Former OPP Chief Superintendent Carson Pardy testified that Ottawa Police Chief Peter Sloly told him that elements within Doug Ford’s Cabinet “wanted him to fail… and he had sources within the Ministry letting him know that.” 

Ottawa Mayor Jim Watson’s testimony revealed a transcript of a conversation between himself and Prime Minister Justin Trudeau on February 8, in which Trudeau stated that Ontario Premier “Doug Ford has been hiding from his responsibility for political reasons.”

Those “reasons” remain. The erstwhile Trump wannabe Doug Ford and his government have cultivated close ties to the far right, while repeatedly resorting to authoritarian methods of rule, including their recent failed attempt to use the “notwithstanding clause” to trample on workers’ basic rights.   

Ford was exposed in a leaked video promising a prominent Convoy supporter, whilst Ottawa was under occupation, that he would be “pulling these (vaccine) passports” and “getting back to normal,” contrary to the stated policy of his government. The corporate media has buried the story.

Canada’s ruling elite is trying desperately to keep working people in the dark as to the fact that a substantial and growing faction within its ranks is ready to promote and deploy fascist forces; and that it is bitterly divided over how to maintain its rule in the face of a systemic global capitalist crisis and a growing upsurge of the working-class, expressed most acutely in the recent strike by 55,000 Ontario education support workers.

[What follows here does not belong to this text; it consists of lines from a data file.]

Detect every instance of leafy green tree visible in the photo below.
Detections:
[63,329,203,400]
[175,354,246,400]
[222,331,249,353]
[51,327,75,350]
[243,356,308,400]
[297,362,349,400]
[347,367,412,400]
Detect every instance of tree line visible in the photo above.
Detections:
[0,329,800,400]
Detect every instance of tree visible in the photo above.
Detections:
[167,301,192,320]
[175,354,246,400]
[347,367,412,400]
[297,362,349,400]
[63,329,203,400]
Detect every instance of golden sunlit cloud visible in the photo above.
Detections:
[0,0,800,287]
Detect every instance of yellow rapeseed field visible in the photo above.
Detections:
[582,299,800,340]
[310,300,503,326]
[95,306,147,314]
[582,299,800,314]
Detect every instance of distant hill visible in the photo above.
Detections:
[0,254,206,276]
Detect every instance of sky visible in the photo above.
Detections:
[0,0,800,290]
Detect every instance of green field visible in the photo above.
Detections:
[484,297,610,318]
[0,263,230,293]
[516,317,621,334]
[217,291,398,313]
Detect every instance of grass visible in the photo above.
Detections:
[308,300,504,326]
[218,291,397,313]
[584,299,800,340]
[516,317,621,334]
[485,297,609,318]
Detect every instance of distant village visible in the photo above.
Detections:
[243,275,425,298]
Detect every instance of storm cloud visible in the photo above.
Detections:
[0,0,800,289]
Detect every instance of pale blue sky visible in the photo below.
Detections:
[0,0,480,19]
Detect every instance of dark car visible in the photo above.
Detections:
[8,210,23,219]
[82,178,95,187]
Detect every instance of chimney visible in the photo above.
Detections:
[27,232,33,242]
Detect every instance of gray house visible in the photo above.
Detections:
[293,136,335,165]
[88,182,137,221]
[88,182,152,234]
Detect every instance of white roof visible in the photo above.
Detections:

The Liberal government’s strategy to deal with this upsurge is to use its “partners” in the trade unions and the social-democratic NDP to suppress it. An increasingly vocal far-right faction of Canadian capital, its political representatives and military-security forces would prefer to launch a direct assault on the working class by resorting to fascist violence and authoritarian forms of rule.

Earlier this month, top-ranking Canadian military officials gave a standing ovation to a retired senior officer after he gave a fascistic, “Make Canada Great Again” rant at a Conference of Defence Associations “Vimy Gala” awards ceremony held in his honor. In his acceptance speech, Lt.-Gen. Michel Maisonneuve railed against “entitlements” and “Woke” journalists, openly attacked the Trudeau government for failing to support the military, and heaped praise on notorious right-wing leaders, including Margaret Thatcher and Ukrainian President Volodymyr Zelensky.